M. Larouche a donc aménagé son sous-sol en véritable salle tricolore. On y retrouve notamment un jeu de hockey sur table et des chandails encadrés de Carey Price, et un autre signé par Guy Lafleur.

Au mur, il y a un bâton de Vincent Damphousse autographié en 1994 lorsqu’à 14 ans, Rémi Larouche combattait la leucémie. Il avait vécu son «Rêve d’enfant» en rencontrant l’ancien joueur du Canadien.

Sa pièce maitresse est un sofa bleu, blanc et rouge qu’il a lui-même confectionné. «Quand on est un partisan, il faut être convaincu», estime Rémi Larouche.

Pour la première fois cette année, l’amateur âgé de 42 ans s’est laissé pousser la barbe, comme les joueurs. «C’est ma barbe des séries. Tant que je ne la coupe pas, on va gagner, a-t-il dit en se flattant le menton avec un large sourire. C’est la première fois que j’ai une barbe depuis 1993. Je me suis dit, cette année, c’est bon, je me fais pousser la barbe.»

Son joueur favori est sans aucun doute le numéro 31. «Price, c’est mon joueur. Je le défends.»

Durant les parties, toute la famille porte un chandail aux couleurs de la Sainte-Flanelle, question de mettre du piquant.

Sa passion lui joue parfois des tours, surtout lors des «pools» de hockey. «Quand je fais un repêchage, je prendrais juste des joueurs du Canadien. Mes amis me disent "c’est pour ça que ça ne marche pas tes repêchages ", a ajouté Rémi Larouche, un sourire en coin.

La famille embarque dans la passion du CH  

Sa conjointe depuis 20 ans, Francine Maltais, l’appuie dans cette passion. Elle ne prévoit jamais rien, un soir de match, surtout en série.

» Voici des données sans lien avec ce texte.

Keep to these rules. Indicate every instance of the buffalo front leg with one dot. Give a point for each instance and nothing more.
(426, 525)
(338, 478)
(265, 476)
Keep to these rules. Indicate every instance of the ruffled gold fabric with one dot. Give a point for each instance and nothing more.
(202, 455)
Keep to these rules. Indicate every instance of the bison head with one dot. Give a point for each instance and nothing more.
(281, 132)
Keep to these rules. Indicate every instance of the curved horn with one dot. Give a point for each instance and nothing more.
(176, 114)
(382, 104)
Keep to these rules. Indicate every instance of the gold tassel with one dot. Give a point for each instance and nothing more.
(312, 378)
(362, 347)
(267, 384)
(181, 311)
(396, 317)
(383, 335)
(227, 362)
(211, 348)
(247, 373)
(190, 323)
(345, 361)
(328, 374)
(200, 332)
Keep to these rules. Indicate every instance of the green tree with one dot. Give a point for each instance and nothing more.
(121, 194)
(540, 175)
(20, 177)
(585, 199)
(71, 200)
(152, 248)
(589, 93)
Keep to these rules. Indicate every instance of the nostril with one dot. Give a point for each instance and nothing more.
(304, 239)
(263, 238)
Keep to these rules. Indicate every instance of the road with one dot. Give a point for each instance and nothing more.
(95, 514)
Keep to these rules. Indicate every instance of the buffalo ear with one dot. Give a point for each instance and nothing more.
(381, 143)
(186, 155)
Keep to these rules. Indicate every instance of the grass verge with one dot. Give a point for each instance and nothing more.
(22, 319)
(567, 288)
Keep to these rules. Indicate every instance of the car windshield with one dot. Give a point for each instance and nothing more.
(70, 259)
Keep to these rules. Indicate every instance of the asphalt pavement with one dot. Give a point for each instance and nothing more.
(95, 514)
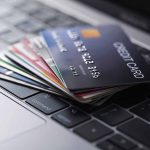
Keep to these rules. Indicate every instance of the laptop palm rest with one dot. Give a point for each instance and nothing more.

Quand le CH marque en prolongation, c’est l’euphorie dans le sous-sol familial. «Quand ils ont compté, c’était le "free for all". On crie. On s’est sauté dans les bras», a expliqué Francine Maltais en parlant du but gagnant de Josh Anderson en surtemps lors du troisième match de la série entre les Knights de Las Vegas et le Canadien.

La fille de Rémi Larouche, Ève-Marie, a embarqué dans la frénésie de son père. «On est tous stressés. Quand on compte, on se colle. On crie.»

L’autre enfant de la famille, Pierre-Luc Maltais, adore ces soirées de hockey. Son engouement pour ce sport lui vient directement de la ferveur familiale.

Rémi Larouche apprécie ces moments, surtout en temps de pandémie. «Le hockey, c’est rassembleur. Ça fait du bien d’avoir une équipe qui peut gagner.»

Toute la famille est confiante pour la suite du parcours du CH. Rémi Larouche croit que le Canadien éliminera les Golden Knights en six matchs, jeudi à Montréal.